What are the most common equipment and operator issues encountered during dialysis therapy? Programming the treatments into the automated cycler (for PD) or the HD or continuous renal replacement therapy machines has to be made by specialized personnel, requires training, and is still subject to the human factor and to mechanical, electrical, or hardware-software failures. In addition, water treatment systems—reverse osmosis and carbon tanks being the most common—need to be installed when some home HD therapies are desired, and backup plans are needed to anticipate power failure or mechanical failure. Troubleshooting and backup plans are essential in bridging these difficult situations. Architectural alterations and infrastructure setup need to be evaluated and agreed upon before the initiation of home HD. A few attached references deal with these issues in detail (6,7,10).

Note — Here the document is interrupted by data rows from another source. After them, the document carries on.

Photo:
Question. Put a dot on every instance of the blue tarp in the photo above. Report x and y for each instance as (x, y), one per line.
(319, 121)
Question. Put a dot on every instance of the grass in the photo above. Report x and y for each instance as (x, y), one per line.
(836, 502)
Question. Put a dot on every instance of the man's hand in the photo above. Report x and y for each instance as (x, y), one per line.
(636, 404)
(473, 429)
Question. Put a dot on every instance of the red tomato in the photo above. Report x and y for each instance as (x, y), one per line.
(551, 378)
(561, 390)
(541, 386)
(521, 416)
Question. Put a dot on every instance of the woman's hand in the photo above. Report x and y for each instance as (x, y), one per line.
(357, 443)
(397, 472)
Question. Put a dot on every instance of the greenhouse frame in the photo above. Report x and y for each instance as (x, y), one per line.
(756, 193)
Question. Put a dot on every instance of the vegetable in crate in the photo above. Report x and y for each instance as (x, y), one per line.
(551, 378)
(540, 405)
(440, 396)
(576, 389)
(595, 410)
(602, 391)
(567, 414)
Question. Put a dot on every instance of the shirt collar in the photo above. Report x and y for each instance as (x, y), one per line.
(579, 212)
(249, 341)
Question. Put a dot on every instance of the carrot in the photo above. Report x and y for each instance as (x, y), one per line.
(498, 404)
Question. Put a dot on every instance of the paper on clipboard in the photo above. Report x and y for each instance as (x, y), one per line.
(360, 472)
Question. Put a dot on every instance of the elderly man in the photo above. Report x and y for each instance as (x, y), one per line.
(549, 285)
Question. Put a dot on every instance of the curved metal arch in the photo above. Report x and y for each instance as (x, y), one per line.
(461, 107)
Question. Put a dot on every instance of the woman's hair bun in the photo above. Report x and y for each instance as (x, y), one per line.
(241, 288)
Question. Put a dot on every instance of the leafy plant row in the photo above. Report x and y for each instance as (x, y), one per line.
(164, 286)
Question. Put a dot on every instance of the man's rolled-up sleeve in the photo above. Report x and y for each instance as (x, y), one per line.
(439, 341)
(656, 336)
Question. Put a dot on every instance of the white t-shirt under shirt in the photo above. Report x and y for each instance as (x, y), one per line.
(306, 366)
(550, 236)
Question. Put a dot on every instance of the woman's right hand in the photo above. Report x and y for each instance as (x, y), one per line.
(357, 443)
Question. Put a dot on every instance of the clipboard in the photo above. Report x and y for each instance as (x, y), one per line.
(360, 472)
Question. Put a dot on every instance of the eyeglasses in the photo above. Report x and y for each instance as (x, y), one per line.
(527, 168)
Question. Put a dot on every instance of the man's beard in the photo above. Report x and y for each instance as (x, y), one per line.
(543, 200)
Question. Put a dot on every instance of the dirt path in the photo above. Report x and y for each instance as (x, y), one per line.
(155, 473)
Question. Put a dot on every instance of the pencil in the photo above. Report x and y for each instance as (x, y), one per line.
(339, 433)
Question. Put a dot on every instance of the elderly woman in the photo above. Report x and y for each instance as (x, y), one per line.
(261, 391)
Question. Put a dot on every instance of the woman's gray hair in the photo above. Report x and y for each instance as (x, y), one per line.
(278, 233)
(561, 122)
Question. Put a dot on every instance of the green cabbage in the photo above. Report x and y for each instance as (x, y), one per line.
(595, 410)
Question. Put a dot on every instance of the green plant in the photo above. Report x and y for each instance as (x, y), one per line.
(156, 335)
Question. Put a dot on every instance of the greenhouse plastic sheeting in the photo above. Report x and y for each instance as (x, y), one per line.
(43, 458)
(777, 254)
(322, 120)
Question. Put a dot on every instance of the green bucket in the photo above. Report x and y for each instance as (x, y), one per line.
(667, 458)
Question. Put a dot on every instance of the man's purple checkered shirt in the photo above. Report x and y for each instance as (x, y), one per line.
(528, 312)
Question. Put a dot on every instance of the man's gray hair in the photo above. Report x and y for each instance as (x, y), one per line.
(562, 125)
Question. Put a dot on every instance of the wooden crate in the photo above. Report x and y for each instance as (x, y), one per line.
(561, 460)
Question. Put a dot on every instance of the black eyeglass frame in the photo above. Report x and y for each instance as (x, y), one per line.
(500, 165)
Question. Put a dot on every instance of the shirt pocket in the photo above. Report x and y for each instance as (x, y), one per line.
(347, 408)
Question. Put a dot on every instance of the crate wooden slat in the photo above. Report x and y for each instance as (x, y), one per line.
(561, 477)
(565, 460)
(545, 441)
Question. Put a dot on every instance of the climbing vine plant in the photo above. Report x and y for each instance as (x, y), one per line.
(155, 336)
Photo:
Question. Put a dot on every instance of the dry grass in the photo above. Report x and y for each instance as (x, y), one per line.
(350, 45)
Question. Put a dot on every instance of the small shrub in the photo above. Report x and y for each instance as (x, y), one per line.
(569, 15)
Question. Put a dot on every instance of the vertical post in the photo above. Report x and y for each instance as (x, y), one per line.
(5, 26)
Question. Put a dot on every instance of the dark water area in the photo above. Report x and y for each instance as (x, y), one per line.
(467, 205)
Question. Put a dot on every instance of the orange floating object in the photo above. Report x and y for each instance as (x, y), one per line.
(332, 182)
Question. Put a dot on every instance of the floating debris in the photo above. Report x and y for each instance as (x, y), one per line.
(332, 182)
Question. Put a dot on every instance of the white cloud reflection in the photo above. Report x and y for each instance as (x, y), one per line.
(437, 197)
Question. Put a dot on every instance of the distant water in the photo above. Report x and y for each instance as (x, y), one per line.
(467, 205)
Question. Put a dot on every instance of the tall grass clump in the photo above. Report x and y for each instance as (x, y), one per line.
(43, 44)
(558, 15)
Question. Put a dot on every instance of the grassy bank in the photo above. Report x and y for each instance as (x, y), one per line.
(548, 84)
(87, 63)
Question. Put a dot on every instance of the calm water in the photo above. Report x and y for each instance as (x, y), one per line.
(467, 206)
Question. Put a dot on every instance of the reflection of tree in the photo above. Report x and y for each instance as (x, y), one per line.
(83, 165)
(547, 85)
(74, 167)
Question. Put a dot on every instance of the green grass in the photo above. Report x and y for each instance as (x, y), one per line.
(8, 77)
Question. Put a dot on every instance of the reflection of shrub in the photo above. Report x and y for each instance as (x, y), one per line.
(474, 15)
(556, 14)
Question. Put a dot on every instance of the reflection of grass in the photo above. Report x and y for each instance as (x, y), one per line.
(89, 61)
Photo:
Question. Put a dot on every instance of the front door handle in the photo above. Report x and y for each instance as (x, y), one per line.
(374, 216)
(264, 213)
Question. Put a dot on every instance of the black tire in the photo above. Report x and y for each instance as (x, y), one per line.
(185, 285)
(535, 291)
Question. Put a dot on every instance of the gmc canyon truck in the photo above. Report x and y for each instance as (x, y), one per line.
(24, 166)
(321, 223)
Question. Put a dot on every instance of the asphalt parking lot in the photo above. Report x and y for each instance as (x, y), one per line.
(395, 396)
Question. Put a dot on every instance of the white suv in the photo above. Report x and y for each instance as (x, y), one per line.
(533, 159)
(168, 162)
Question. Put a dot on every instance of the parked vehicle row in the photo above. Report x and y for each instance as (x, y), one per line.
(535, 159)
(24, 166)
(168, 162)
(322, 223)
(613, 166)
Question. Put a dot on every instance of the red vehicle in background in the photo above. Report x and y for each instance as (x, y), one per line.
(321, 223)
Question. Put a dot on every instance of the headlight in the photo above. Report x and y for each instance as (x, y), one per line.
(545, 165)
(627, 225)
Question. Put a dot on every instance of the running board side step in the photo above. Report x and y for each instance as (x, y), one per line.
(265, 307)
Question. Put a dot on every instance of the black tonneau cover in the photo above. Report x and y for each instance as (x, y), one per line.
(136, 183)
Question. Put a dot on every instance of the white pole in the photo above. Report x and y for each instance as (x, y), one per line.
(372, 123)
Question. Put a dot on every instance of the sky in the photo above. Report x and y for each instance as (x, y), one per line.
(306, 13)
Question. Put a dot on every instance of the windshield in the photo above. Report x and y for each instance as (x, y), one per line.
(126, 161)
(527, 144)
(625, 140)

What are the most common technical issues encountered during dialysis therapy based on the modality chosen? Table 1 depicts a few important technical issues in both HD and PD. These issues have a significant impact on the adequacy of the dialysis dose prescribed, and the problems shown in Table 1 need to be rectified to improve outcomes. The more we learn about the complexity of our patients, the more we realize that there are newer obstacles to overcome. Research and innovations will continue to help pave the way to safer patient care.

Alex R. Constantinescu, MD, is medical director of the Pediatric Nephrology and Hypertension Program at Joe DiMaggio Children’s Hospital in Hollywood, FL.

References

  1. Wathen R, Keshaviah P, Shapiro F. Unsolved technical problems of maintenance dialysis. Clin Nephrol 1978; 9:174–178.
  2. Clinical practice guidelines for hemodialysis adequacy; update 2006. Am J Kidney Dis 2006; 48:S2–S90.
  3. Clinical practice guidelines for peritoneal dialysis adequacy. Am J Kidney Dis 2006; 48:S91–S158.
  4. Mehta AN, Fenves AZ. Hemodialysis adequacy: a review. Dial Transplant 2010; 39:1–3.
  5. Alhomayeed B, Lindsay RM. Technical aspects of home hemodialysis. Saudi J Kidney Dis Transpl 2009; 20:185–191.
  6. Ponson L, Arkouche W, Laville M. Home hemodialysis: the technical overview. A 2010 survey. Nephrol Ther 2012; 8:81–86.
  7. Walters S, Porter C, Brophy PD. Dialysis and pediatric acute kidney injury: choice of renal support modality. Pediatr Nephrol 2009; 24:37–48.
  8. Verrina E, Cappelli V, Perfumo F. Selection of modalities, prescription and technical issues in children on peritoneal dialysis. Pediatr Nephrol 2009; 24:1453–1464.
  9. Barletta JF, et al. Medication errors and patient complications with continuous renal replacement therapy. Pediatr Nephrol 2006; 21:842–845.
  10. Goretti Penido M, editor. Technical Problems in Patients on Hemodialysis, Rijecka, Croatia, Intech Press, 2011.